34mila biglietti omaggio in sei anni

Secondo gli investigatori, in sei anni le compagnie del gruppo Onorato avrebbero distribuito quasi 34mila biglietti gratuiti. Un dato che, secondo la Procura, dimostrerebbe l’esistenza di un “meccanismo corruttivo impressionante”, con coinvolgimenti in diversi settori delle forze dell’ordine, delle capitanerie di porto, di almeno due magistrati e funzionari pubblici. I beneficiari ricevevano i biglietti in cambio di presunti trattamenti di favore.
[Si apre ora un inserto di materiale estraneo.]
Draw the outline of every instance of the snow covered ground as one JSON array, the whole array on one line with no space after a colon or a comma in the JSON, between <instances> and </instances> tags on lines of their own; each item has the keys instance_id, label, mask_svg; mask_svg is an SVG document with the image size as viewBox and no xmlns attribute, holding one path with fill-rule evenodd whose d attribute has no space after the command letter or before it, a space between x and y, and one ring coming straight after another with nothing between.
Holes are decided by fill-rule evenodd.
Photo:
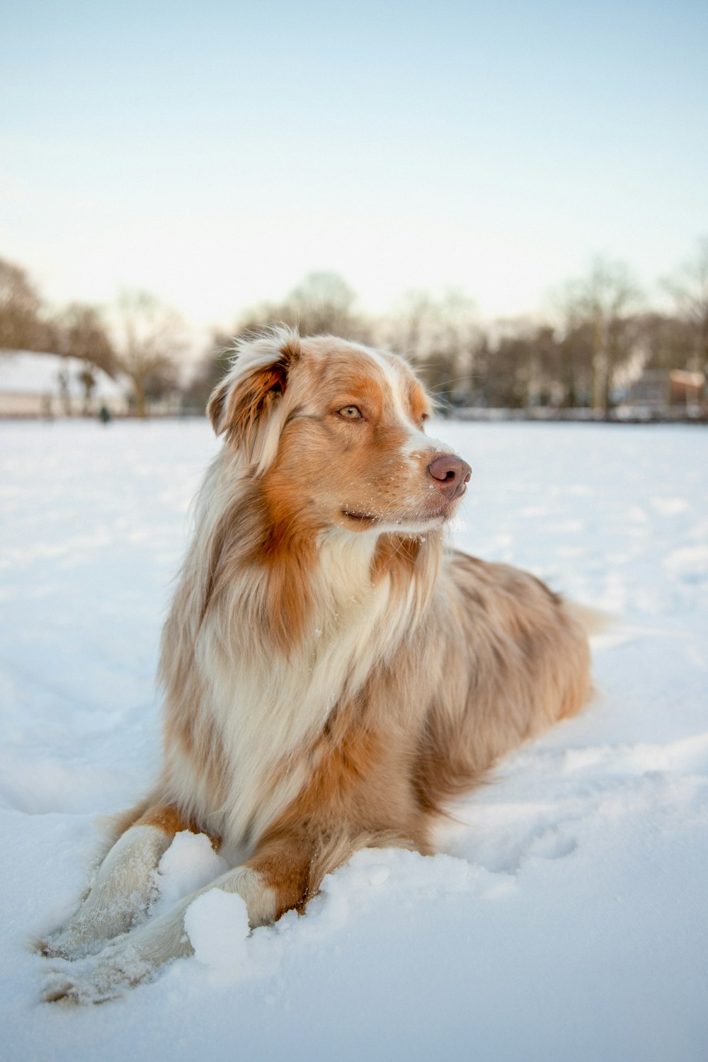
<instances>
[{"instance_id":1,"label":"snow covered ground","mask_svg":"<svg viewBox=\"0 0 708 1062\"><path fill-rule=\"evenodd\" d=\"M204 422L0 424L4 1058L708 1058L708 432L434 431L473 468L460 546L622 617L594 703L456 808L445 854L360 853L247 938L209 896L195 958L75 1008L38 1003L25 940L156 765L159 629L218 444ZM218 871L203 841L175 839L160 903Z\"/></svg>"}]
</instances>

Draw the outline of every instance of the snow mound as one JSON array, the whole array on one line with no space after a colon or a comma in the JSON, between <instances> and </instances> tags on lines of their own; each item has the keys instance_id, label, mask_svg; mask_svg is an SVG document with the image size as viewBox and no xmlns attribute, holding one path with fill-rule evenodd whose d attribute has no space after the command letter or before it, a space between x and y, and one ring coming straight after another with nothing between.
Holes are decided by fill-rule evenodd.
<instances>
[{"instance_id":1,"label":"snow mound","mask_svg":"<svg viewBox=\"0 0 708 1062\"><path fill-rule=\"evenodd\" d=\"M202 893L187 908L185 929L204 965L224 971L245 962L248 911L236 893L223 889Z\"/></svg>"}]
</instances>

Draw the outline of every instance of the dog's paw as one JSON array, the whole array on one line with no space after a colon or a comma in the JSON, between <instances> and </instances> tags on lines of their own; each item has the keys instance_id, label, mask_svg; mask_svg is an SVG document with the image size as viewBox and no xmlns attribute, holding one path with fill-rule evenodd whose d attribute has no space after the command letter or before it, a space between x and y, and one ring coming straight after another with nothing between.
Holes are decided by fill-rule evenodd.
<instances>
[{"instance_id":1,"label":"dog's paw","mask_svg":"<svg viewBox=\"0 0 708 1062\"><path fill-rule=\"evenodd\" d=\"M106 937L87 931L85 926L68 926L36 942L36 950L47 959L83 959L107 944Z\"/></svg>"},{"instance_id":2,"label":"dog's paw","mask_svg":"<svg viewBox=\"0 0 708 1062\"><path fill-rule=\"evenodd\" d=\"M91 1004L116 999L148 980L154 966L131 945L109 944L99 955L53 966L41 991L44 1003Z\"/></svg>"}]
</instances>

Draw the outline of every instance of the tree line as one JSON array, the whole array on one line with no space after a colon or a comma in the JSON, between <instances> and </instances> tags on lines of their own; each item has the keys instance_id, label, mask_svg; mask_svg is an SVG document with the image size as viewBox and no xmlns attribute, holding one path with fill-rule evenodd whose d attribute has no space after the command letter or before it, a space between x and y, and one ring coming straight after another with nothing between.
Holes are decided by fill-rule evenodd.
<instances>
[{"instance_id":1,"label":"tree line","mask_svg":"<svg viewBox=\"0 0 708 1062\"><path fill-rule=\"evenodd\" d=\"M669 309L652 308L623 263L598 259L585 276L550 293L546 319L482 323L471 298L410 291L380 315L367 313L341 276L315 272L283 299L240 313L215 332L191 380L180 382L187 329L178 314L144 292L125 293L111 313L71 303L49 312L20 267L0 259L0 349L73 356L91 387L96 367L131 382L136 414L151 399L182 394L204 408L226 371L234 340L264 325L331 333L409 357L427 386L453 406L587 407L607 412L622 386L646 370L708 376L708 238L662 281Z\"/></svg>"}]
</instances>

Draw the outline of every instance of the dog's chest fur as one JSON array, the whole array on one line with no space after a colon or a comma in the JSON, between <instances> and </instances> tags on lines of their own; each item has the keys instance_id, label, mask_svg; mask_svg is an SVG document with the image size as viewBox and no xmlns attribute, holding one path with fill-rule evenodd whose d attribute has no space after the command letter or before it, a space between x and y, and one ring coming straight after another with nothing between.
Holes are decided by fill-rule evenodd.
<instances>
[{"instance_id":1,"label":"dog's chest fur","mask_svg":"<svg viewBox=\"0 0 708 1062\"><path fill-rule=\"evenodd\" d=\"M194 809L242 857L306 784L310 750L332 710L353 697L372 670L395 650L411 626L410 599L396 600L391 582L372 581L375 536L323 537L312 572L314 607L291 653L253 652L253 643L225 646L218 614L207 614L195 652L203 699L223 756L225 788L180 750L172 770ZM231 607L239 607L235 588ZM174 750L173 750L173 754Z\"/></svg>"}]
</instances>

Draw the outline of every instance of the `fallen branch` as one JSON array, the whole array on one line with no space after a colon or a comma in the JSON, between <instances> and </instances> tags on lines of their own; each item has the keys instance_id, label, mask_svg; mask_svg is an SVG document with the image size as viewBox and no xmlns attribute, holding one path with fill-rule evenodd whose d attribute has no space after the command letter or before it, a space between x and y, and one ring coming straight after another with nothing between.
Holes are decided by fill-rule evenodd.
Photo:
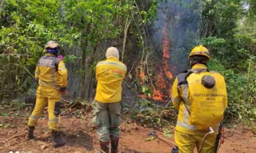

Achille Onorato si avvale della facoltà di non rispondere

Nell’inchiesta è indagato anche Achille Onorato, figlio dell’armatore Vincenzo Onorato. Il giovane imprenditore si è avvalso della facoltà di non rispondere durante l’interrogatorio, senza che sia stata richiesta alcuna misura cautelare nei suoi confronti. Il suo nome compare accanto a quelli di dirigenti e referenti del gruppo Onorato che avrebbero avuto ruoli centrali nella gestione del sistema dei biglietti.

Il precedente: il caso archiviato a Milano

Nei mesi scorsi il tribunale di Milano ha archiviato un’altra indagine che vedeva coinvolti Beppe Grillo e Vincenzo Onorato per presunto traffico di influenze illecite. L’accusa sosteneva che Grillo, tra il 2018 e il 2019, avesse girato a tre parlamentari del Movimento richieste di aiuto da parte di Onorato, in cambio di contratti pubblicitari per promuovere la compagnia Moby sul suo blog. La Procura ha infine stabilito che non c’erano elementi sufficienti per procedere.